As people began to express their feelings about being kicked out, my feelings started to surface also. But they haven't been feelings about NWYM. They've been feelings about membership rejection, and the loss of a trusted community. These people get to grieve their loss together. I had to deal with mine alone. I understand their pain, but in a way, I resent it. The group that rejected me has been rejected. While this isn't really what happened (the first part, anyway), it's how it feels. And it's hard to listen to. The membership process is still the same. It can still be used to bludgeon someone else. The gatekeepers can still gatekeep, and nobody knows they're doing it
I showed up to Quakerism looking for a way to quit being so afraid of death, and for my kids to be given the chance to ask God questions in an LGBT affirming place. That first part of that mission has been quite successful. Sarah will continue the second part. In the process, for awhile, I found a community of people that felt like they were my people. Eventually it became clear that they aren't. After all, Quakers think God is guiding the group decision making. With that as a central tenant, I was naive to think that as someone who doesn't think anyone is guiding anything, it would be possible to have both worldviews in the same church indefinitely. I'm persuaded that we have little to no control over our thoughts. Faith is a kind of thought over which I have no control. But to the faithful, thoughts matter more than anything else. To be faithless among people who need their faith more than they need people does not seem like a good match.

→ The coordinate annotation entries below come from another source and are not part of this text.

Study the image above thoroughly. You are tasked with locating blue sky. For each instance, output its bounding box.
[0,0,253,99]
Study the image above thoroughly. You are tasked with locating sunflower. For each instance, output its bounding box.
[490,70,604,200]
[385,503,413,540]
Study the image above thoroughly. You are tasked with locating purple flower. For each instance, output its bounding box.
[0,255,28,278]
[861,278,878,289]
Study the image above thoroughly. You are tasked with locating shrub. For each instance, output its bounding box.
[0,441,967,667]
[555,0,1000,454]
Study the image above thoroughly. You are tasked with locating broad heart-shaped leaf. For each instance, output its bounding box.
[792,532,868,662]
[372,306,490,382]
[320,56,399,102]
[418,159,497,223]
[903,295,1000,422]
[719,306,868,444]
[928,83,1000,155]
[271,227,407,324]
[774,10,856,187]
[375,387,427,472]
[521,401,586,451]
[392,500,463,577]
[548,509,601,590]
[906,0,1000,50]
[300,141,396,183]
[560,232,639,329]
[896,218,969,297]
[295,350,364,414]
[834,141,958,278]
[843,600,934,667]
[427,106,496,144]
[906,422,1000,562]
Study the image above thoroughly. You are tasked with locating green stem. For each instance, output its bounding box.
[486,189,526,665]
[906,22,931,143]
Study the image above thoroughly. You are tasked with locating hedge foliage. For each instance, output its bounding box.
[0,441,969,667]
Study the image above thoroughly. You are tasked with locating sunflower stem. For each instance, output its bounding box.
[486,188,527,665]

Shortly after the listening meetings at West Hills, my small group of elders talked about moving forward with my membership. They seemed mildly surprised when I told them I was no longer interested. With West Hills having been kicked out of NWYM, and with the elders and pastoral staff having no appetite to appeal that decision, I'm hopeful that people will understand why after all of this, continuing at West Hills seems like a poor decision. I've waffled too much already, and am likely to tell people different things about how I'm doing depending on the day they ask me. I don't think I can get clarity if I'm begging the question by continuing to show up. I'm giving myself the rest of the year to do other things with my time. I've got a lot more hiking to do and books to read. I'm hopeful that the time away will confirm that I'm making the right decision in walking away, or give me the perspective I need to try again.